Il s’agit d’une instauration légale plus éthique, et plus respectueuse des droits civiques, et des valeurs morales de la République compte tenu de l’unicité et de l’ubiquité des réseaux sociaux.
Cependant, cette déclaration n’est pas convaincante dans la mesure où les questions de législations sur la protection des données à caractère personnel et sur la cybersécurité ont été déjà prises en charge par la convention de Malabo.
Prendre les réseaux sociaux comme lieu de commission d’infractions impunies pour proposer un nouveau cadre normatif, prouve encore une fois que le gouvernement veut nier l’existence et « l’inefficacité » de son dispositif de lutte contre la cybercriminalité.
« Le fait de parler d’un dispositif de régulation et d’encadrement spécifique aux réseaux sociaux revient à dire aux Sénégalais que notre arsenal législatif ne prend pas en considération les réseaux sociaux. Avoir un texte qui parle spécifiquement d’un réseau ou des réseaux en particulier est une erreur, si demain un nouveau réseau social fait son apparition est ce qu’il faut encore un autre texte particulier ? » s’interroge Emmanuel Diokh.
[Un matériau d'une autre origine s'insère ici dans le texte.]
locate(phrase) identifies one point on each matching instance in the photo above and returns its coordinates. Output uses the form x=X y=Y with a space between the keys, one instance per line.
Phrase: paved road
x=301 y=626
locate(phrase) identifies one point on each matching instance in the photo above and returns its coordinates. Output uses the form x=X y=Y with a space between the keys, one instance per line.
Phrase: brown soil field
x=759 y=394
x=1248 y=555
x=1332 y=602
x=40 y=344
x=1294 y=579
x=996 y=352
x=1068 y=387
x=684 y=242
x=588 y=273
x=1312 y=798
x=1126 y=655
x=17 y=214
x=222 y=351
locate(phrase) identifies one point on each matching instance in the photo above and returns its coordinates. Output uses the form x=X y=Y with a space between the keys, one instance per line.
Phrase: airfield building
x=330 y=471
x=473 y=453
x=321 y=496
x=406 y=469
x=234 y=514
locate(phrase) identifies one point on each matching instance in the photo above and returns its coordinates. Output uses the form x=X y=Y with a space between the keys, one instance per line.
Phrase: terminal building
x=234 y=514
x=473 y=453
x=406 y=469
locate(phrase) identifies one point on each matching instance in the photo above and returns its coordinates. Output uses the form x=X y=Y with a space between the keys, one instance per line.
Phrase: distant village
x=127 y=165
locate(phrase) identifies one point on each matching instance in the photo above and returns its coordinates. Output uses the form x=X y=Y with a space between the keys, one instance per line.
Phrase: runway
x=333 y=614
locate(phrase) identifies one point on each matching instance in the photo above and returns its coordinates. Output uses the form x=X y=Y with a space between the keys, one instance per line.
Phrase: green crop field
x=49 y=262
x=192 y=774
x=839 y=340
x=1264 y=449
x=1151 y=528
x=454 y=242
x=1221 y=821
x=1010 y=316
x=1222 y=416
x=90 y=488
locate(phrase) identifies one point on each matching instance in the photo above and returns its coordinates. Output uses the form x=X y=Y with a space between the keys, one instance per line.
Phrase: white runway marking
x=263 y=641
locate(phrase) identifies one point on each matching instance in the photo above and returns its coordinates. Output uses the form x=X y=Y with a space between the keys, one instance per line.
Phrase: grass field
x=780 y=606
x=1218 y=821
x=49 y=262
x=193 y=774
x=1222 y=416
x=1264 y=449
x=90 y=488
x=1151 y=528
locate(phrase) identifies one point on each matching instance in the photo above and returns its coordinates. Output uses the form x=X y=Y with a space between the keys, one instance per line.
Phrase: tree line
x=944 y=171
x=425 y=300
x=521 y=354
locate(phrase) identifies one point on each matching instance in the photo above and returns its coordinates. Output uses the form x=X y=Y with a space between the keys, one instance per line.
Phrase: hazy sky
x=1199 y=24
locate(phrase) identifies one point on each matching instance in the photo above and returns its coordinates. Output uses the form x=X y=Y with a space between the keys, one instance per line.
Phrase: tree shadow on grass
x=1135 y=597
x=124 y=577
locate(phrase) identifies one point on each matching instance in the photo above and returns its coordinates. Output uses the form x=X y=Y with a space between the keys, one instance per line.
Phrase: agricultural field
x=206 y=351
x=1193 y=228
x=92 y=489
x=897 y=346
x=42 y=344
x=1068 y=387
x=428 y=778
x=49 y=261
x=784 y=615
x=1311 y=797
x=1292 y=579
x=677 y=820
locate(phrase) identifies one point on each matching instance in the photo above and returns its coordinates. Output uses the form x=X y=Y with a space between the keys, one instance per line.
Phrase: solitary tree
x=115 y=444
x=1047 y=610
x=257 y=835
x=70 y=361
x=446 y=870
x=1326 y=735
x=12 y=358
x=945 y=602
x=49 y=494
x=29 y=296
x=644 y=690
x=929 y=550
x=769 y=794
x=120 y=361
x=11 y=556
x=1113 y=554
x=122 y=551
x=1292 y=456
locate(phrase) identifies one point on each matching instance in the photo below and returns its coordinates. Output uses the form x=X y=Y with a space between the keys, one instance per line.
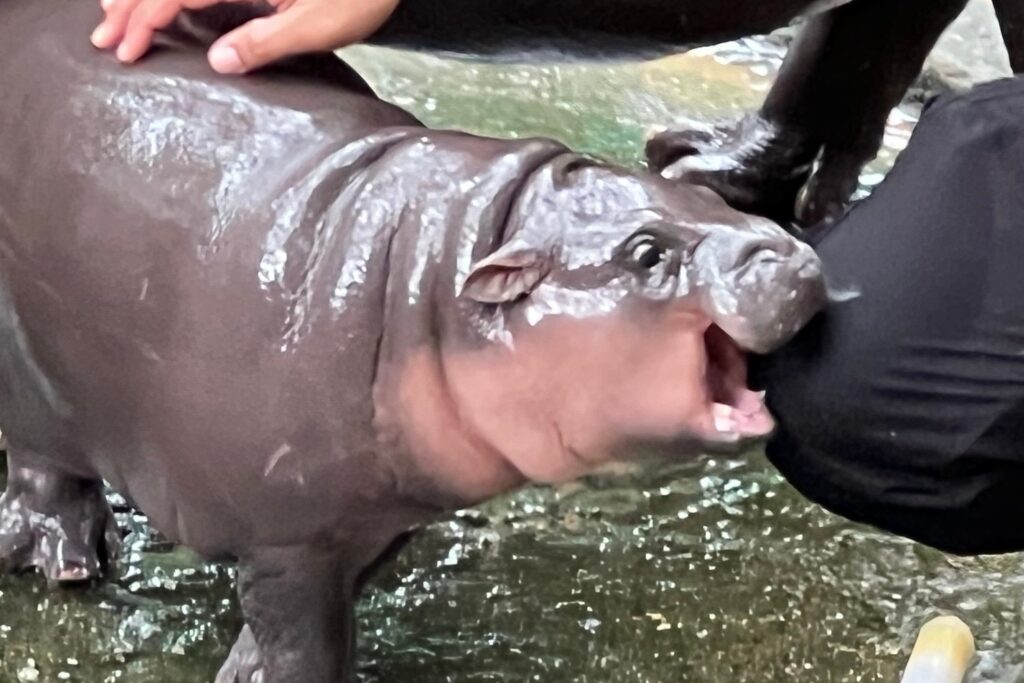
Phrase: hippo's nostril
x=760 y=250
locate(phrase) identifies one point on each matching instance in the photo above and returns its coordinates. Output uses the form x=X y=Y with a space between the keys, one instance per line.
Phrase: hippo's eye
x=646 y=254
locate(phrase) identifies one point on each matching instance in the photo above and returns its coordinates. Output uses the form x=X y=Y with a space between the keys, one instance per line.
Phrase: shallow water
x=717 y=570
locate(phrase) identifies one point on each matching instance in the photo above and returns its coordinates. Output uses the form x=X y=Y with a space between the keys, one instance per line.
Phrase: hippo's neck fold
x=456 y=213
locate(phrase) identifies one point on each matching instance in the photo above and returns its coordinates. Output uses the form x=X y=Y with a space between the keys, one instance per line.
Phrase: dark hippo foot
x=244 y=665
x=54 y=522
x=757 y=167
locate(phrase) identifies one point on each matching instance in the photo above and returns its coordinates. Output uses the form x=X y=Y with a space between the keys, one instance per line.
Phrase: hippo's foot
x=297 y=602
x=244 y=664
x=54 y=522
x=756 y=166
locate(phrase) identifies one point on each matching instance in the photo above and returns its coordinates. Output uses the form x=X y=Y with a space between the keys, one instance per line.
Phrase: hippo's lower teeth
x=736 y=411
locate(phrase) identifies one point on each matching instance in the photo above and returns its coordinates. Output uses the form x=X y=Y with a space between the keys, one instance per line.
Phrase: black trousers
x=904 y=407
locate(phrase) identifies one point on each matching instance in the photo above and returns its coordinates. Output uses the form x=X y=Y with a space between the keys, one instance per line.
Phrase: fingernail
x=100 y=36
x=225 y=59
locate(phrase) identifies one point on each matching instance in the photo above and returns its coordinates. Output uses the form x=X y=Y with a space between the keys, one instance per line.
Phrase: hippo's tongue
x=736 y=412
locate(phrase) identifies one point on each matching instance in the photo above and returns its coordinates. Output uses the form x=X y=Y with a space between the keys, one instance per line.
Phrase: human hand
x=295 y=28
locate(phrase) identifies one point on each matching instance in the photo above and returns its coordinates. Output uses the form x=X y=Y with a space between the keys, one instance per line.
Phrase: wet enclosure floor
x=711 y=570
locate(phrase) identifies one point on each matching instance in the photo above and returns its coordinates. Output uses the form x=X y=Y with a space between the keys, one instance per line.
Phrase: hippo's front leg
x=297 y=603
x=843 y=75
x=54 y=521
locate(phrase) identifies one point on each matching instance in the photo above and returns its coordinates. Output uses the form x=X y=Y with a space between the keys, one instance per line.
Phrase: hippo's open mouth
x=736 y=412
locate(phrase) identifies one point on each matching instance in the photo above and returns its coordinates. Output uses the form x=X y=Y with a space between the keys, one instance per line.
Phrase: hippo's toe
x=71 y=542
x=244 y=665
x=753 y=164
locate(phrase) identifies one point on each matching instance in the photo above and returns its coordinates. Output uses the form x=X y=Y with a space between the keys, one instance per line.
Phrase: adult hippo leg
x=843 y=75
x=1011 y=13
x=297 y=603
x=53 y=521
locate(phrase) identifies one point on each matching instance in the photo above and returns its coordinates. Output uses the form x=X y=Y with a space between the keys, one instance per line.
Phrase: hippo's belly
x=160 y=322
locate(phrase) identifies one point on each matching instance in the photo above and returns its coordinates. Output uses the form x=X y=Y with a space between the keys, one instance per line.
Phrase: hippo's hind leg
x=842 y=76
x=297 y=603
x=54 y=521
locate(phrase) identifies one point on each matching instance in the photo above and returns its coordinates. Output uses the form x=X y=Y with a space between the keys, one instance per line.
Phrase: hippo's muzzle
x=760 y=285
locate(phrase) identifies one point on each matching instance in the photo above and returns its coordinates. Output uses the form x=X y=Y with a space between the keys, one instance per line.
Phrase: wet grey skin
x=797 y=158
x=291 y=325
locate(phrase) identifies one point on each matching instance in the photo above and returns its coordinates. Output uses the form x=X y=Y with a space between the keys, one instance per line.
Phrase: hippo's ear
x=509 y=273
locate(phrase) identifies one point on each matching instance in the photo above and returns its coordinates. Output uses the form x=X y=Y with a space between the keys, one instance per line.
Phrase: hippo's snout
x=761 y=287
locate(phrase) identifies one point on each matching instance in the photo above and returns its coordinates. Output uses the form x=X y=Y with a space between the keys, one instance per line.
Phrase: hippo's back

Le juriste IT se veut clair dans sa pensée « Si nous devons viser par exemple la diffamation, l’injure ou l’usurpation d’identité ou que sais-je encore, il ne faut pas cibler un ou des réseaux en particulier. En l’état, le Sénégal est outillé pour encadrer tous les faits qui se passent dans les réseaux sociaux«
Le nouveau dispositif annoncé par le gouvernement apparait comme un jeu de mots. Il risque de bafouer dans les jours qui viennent, la liberté d’expression sur les réseaux sociaux.
En 2017, la journaliste Oulèye Mané a été arrêtée pour avoir caricaturé le président de la République Macky Sall.
Quelques mois plus tard , c’était autour de la chanteuse Amy Collé. Cette dernière a été inculpée pour « offense au chef de l’État » et « diffusion de fausses nouvelles » à partir du réseau social WhatsApp.
Ce qui illustre clairement la volonté du gouvernement de faire des réseaux sociaux sa prochaine cible principale.